Some recommendations: We started with the cactus salad, which was a nice mixture of fresh and pickled ingredients. The cactus slices over thinly shredded iceberg lettuce and tomato wedges were flavored with the lightest brine. There was no need to open the two packets of Kraft Creamy Italian Dressing that were provided on the side of the salad bowl. I had a Burro Grande with spicy green sauce. My companion had a Chicken Quesadilla. Neither of us had any cause for complaint.

What sets Acapulco apart from the run-of-the-mill Mexican restaurant was the pitcher of sangria we drank. It arrived in a liter carafe and was served in an ice-filled wine glass with a squeezed slice of lime. The carafe is called a full pitcher on the menu and costs $20.00. They are twenty dollars well spent. The first sip is ambrosia and every following sip is a perfect accompaniment to the food and the atmosphere.

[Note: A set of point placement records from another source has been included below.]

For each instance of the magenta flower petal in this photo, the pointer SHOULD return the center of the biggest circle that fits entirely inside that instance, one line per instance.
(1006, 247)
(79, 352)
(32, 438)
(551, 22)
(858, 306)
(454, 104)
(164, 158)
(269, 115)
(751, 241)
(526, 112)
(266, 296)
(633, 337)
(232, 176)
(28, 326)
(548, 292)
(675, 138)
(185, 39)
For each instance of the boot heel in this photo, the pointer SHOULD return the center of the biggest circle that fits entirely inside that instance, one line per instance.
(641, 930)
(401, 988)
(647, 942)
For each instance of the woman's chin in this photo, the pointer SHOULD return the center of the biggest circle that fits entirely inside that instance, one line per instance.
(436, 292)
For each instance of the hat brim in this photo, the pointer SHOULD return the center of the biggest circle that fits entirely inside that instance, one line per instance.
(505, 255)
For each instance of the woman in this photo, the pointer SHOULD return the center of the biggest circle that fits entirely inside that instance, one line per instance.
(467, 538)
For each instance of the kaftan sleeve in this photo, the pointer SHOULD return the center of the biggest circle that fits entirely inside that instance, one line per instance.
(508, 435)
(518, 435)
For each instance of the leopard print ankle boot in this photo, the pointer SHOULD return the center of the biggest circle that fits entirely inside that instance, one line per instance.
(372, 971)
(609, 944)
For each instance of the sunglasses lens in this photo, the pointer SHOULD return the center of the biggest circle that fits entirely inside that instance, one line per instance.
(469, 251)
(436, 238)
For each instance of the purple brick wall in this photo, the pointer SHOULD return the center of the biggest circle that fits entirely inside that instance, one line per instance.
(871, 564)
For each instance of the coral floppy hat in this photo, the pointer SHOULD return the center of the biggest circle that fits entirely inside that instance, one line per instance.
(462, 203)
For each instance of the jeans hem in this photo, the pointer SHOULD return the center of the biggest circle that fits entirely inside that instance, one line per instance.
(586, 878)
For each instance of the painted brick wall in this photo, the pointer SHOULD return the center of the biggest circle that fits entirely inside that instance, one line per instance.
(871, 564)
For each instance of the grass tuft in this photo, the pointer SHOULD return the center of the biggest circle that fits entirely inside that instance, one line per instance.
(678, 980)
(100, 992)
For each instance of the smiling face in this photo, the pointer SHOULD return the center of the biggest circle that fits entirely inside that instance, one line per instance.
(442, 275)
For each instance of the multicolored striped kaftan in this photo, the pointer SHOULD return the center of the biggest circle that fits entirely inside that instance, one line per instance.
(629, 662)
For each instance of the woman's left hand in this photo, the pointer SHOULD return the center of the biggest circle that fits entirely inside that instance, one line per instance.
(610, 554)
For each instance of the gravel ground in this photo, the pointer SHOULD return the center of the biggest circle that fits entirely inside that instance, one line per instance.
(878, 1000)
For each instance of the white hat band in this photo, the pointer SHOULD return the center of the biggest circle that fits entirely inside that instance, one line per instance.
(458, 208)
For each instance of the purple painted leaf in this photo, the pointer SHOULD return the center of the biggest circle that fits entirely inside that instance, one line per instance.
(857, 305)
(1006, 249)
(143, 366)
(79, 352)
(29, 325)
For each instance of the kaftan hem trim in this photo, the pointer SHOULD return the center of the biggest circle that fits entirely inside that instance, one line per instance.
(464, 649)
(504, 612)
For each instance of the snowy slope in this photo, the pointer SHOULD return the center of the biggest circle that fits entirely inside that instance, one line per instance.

We didn’t finish the carafe, but we left Acapulco with full, satisfied stomachs and in a good mood.

The sangria recipe is a secret but you can ask anyway. All you will learn is that the ingredient that makes this red wine and fruit concoction special is also a product of the venerated cactus family. As the staff will tell you, “People like it.” We tasted orange and saw evidence of muddled grapes, but never learned what definitively made this sangria something so special. The sangria alone is worth a return visit.

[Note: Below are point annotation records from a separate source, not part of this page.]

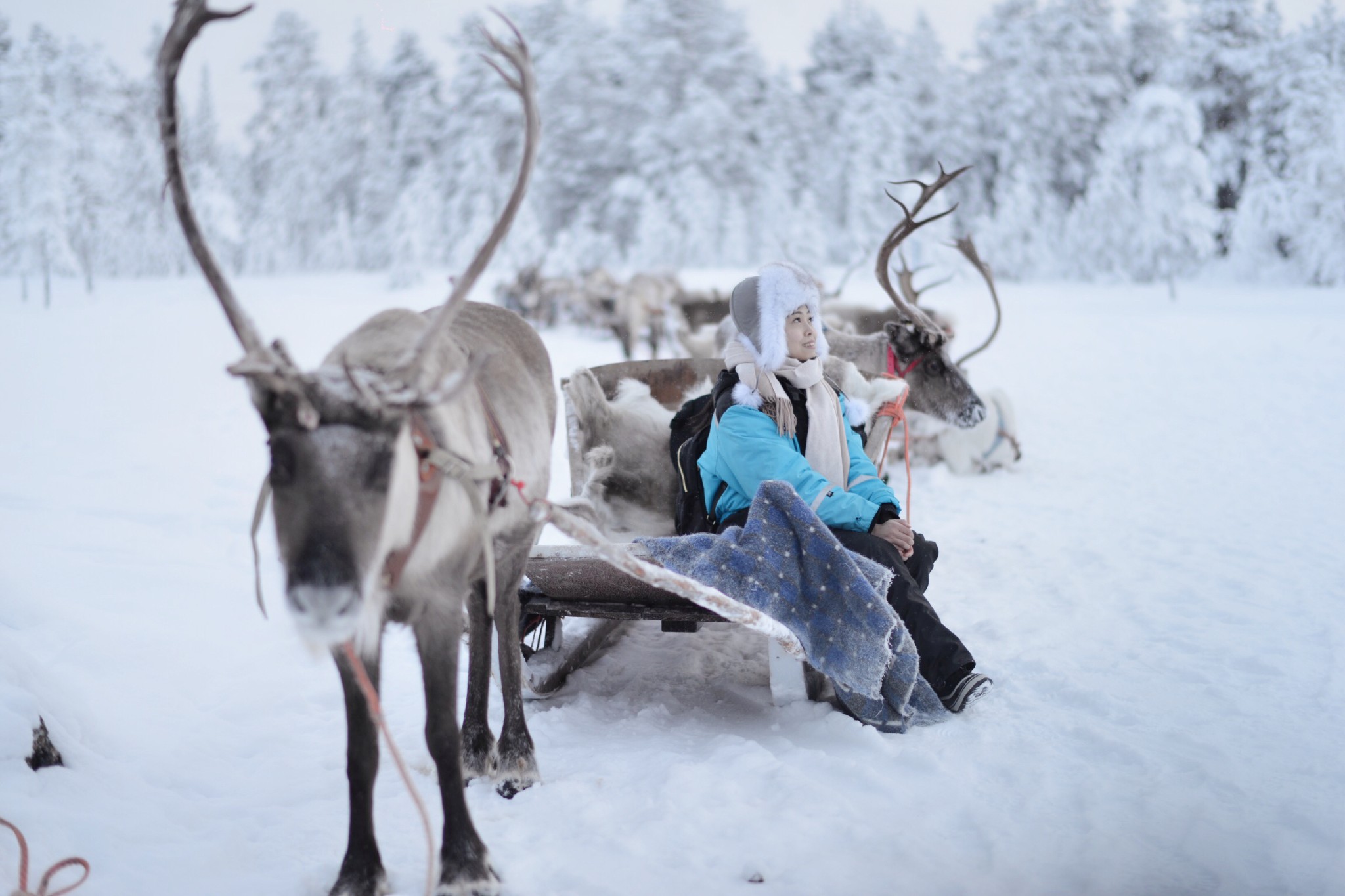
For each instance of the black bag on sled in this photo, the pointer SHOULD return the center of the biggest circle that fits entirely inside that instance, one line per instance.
(690, 430)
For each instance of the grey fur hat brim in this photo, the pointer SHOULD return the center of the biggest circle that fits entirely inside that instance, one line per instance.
(761, 305)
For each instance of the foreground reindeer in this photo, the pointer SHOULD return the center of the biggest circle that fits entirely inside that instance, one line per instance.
(915, 347)
(390, 467)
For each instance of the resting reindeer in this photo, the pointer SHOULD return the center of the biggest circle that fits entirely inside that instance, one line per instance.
(390, 467)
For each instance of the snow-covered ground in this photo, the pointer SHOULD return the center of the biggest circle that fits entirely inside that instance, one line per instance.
(1157, 590)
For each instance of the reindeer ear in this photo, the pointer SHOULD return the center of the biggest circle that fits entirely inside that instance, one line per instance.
(904, 339)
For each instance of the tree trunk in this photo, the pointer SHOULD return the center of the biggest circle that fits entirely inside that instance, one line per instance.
(46, 276)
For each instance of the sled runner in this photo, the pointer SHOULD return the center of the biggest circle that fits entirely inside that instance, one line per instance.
(573, 601)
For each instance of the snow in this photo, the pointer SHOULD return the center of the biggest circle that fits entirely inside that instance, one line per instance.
(1156, 590)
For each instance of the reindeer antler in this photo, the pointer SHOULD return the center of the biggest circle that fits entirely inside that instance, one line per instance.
(268, 363)
(907, 226)
(525, 85)
(907, 281)
(969, 249)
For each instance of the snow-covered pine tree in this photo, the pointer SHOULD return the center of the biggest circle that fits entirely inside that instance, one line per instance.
(41, 152)
(1149, 42)
(363, 178)
(1049, 81)
(417, 121)
(860, 117)
(9, 186)
(1223, 55)
(85, 89)
(209, 169)
(697, 151)
(482, 144)
(1147, 213)
(1292, 206)
(290, 211)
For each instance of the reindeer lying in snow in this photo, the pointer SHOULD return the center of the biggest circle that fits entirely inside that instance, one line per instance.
(391, 467)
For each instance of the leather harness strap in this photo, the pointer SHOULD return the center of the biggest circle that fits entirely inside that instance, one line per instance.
(431, 477)
(432, 461)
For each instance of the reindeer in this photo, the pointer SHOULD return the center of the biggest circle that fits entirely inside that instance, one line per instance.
(369, 528)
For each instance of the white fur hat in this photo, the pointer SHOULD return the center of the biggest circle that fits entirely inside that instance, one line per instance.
(761, 305)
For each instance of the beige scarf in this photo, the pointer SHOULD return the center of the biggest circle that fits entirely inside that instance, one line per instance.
(827, 452)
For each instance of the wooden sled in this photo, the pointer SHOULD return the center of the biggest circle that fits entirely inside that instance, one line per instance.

After leaving the restaurant, retrace your steps back to Stony Brook Station. The walk passes by even more quickly than before. On feet full of the fruit of Acapulco’s kitchen and bar, the neighborhood is a blur of sights familiar from an hour ago seen in new light. Luckily, the Orange Line is rarely crowded, so there is always a seat. Not that it matters. A trip to the Acapulco restaurant is worth twenty minutes of strap-hanging, especially in good company.

Monday, March 24, 2008

A Report From Somerville

Somerville is that town just north of Boston where the hopes run high and the living is easy. A passel of red-blooded, pure-hearted, true-blue American anarchists and communists live the good life in Somerville, Mass. and we cannot say enough good things about them. Things are happening in Somerville, freindships are being forged and a community is being rebuilt along harmonious lines. We all have our collective part to play. Some are lone wolves and others work in tandem to usher in the future.

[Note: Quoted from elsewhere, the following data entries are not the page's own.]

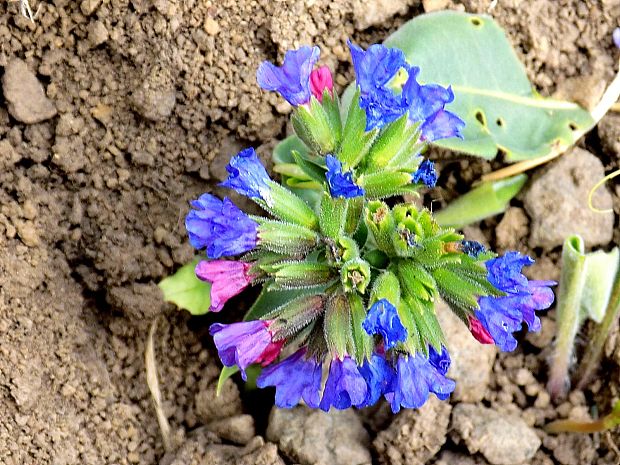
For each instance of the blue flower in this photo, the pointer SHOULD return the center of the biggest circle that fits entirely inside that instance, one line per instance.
(383, 319)
(417, 377)
(247, 175)
(294, 378)
(242, 343)
(220, 227)
(472, 248)
(292, 79)
(374, 69)
(340, 184)
(426, 105)
(345, 386)
(426, 174)
(379, 377)
(504, 315)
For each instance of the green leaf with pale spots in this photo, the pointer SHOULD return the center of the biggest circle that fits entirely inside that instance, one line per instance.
(186, 291)
(492, 93)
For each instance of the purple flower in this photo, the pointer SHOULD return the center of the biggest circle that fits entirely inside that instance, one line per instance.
(247, 175)
(374, 69)
(345, 386)
(244, 343)
(294, 378)
(379, 377)
(220, 227)
(383, 319)
(417, 377)
(426, 105)
(292, 79)
(504, 315)
(227, 278)
(472, 248)
(340, 184)
(426, 174)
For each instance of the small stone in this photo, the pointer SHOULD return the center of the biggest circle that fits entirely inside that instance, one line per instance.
(472, 362)
(501, 438)
(97, 34)
(211, 26)
(28, 234)
(557, 203)
(238, 429)
(415, 435)
(88, 7)
(24, 94)
(311, 437)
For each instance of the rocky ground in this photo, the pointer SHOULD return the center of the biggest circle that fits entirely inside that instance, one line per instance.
(117, 112)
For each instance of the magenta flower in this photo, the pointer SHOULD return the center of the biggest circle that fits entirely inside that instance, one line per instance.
(244, 343)
(228, 278)
(321, 79)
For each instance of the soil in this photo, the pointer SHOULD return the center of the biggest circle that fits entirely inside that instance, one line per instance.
(116, 113)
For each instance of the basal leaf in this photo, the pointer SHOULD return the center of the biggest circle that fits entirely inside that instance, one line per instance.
(492, 93)
(186, 291)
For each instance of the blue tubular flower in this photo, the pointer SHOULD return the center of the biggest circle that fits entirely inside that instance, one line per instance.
(220, 227)
(426, 105)
(379, 377)
(345, 386)
(292, 79)
(247, 175)
(472, 248)
(426, 174)
(417, 377)
(502, 316)
(294, 378)
(340, 184)
(383, 319)
(374, 69)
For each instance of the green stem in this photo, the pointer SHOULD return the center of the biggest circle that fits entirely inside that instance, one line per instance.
(592, 357)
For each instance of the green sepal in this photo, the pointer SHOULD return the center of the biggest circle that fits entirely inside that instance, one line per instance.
(332, 216)
(386, 286)
(380, 221)
(295, 315)
(355, 275)
(385, 184)
(331, 105)
(337, 325)
(285, 205)
(294, 275)
(362, 342)
(285, 238)
(355, 140)
(312, 125)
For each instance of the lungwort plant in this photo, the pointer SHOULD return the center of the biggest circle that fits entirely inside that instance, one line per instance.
(351, 280)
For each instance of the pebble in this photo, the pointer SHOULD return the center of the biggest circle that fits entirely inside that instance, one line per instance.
(502, 439)
(311, 437)
(557, 202)
(26, 99)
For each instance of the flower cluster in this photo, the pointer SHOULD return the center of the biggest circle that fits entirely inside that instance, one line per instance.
(355, 278)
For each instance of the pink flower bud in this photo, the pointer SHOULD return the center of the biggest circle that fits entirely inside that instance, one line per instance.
(321, 79)
(227, 278)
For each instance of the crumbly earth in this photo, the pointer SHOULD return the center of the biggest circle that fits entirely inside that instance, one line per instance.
(117, 112)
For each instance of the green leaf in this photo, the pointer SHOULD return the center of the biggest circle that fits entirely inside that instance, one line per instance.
(492, 93)
(488, 199)
(186, 291)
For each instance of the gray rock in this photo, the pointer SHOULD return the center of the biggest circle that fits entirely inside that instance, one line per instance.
(501, 438)
(557, 202)
(415, 435)
(472, 362)
(24, 94)
(313, 437)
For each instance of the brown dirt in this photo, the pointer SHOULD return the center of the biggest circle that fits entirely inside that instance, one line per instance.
(152, 98)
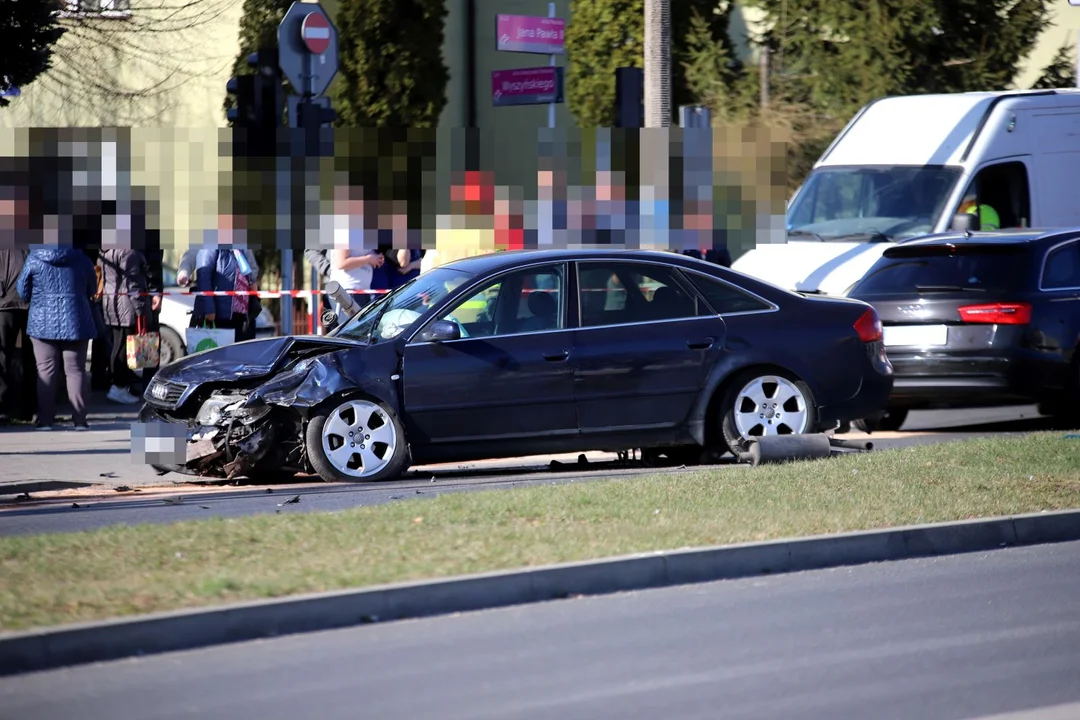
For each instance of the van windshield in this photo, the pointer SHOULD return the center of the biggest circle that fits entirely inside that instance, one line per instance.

Mount Pleasant Street doesn't run uphill and it doesn't run downhill. It is paved along an even, if eccentric, keel. It is pleasant nonetheless. Nice people make thier homes on Mount Pleasant Street. They open their front door to visitors providing shelter from an unfriendly world and they serve top-notch, vegetarian chow to the hungry. Conversations flow, ideas are exchanged and connections are made. No one hates an idealist and a house full of them is a breath of pleasant surprise.

Whenever and wherever you can find good people congregating, there is hope for the human race. Somerville is such a place. There is a group of dreamers living in the real world, making it more real and more humane. If you follow your bliss, you may end up with an invitation to a basement stage where likeminded souls celebrate sharing each others' company. Sign your name to the wall.